В других известных моралите «Замок Стойкости» («The Castle of Perseverance»), «Род Человеческий» («Humanus Genus»), «Человечество» («Mankind»), «Дух, Воля и Разум» («Mind, Will and Understanding») аллегорически представлена борьба полярных сил за душу человека, ведущаяся на протяжении всей его земной жизни. Человек всегда предстает в моралите как представитель рода человеческого, следовательно, как everyman[512]. Он подвергается соблазнам, впадает в тот или иной смертный грех, его одолевают разнообразные пороки, в своей гордыне он может даже бросить вызов самой смерти, отказавшись подготовить свою душу (отказавшись от покаяния как в моралите «Гордыня жизни»), его душу уже препровождают демоны в ад... Но Господь освобождает ее благодаря заступничеству Девы Марии или по молитвам Сострадания и Милосердия.

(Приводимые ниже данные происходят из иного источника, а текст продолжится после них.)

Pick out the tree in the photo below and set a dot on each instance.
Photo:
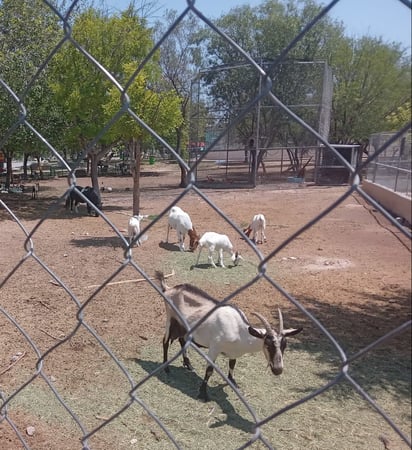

Ситуация отказа от покаяния изображена и в «Испанской трагедии» в линии зашутившего себя до смерти Педрингано (акт III, сц. б). Вставший на службу к Лоренцо «пройдоха» не раскаивается в совершенном убийстве, он отказывается думать о спасении своей души (как советует ему палач-Смерть), он не видит смысла в молитве, все надежды он возлагает на земную милость короля, а не на милость Бога.
508
Там же. С. 483. «Судя по свидетельствам, — пишет Элиот, — [елизаветинская] публика питала такой же большой интерес к ужасам из зала полицейского суда, что и сегодня» (Там же. С. 485).
510
Пока у нас нет уверенности в том, что Кид использовал французское название пьес на библейские сюжеты терминологически, мы можем говорить о «мистерии» лишь в указанном выше (см. с. 168—170 наст. изд.) значении: как о действе, исполненном тайного смысла. Впрочем, это значение не противоречит современному знанию о средневековых мистериях.
511
Отказываясь делать «отчаянные обобщения» относительно духа той эпохи, Томас Элиот лишь предполагал, что «перемены произошли благодаря какой-то фундаментальной отмене всех сдерживающих моментов» (
512
Хотя в некоторых моралите сословное положение персонажа играет существенную роль. Так, героем моралите «Гордыня жизни» («The Pride of Life») является король, а не обыкновенный человек.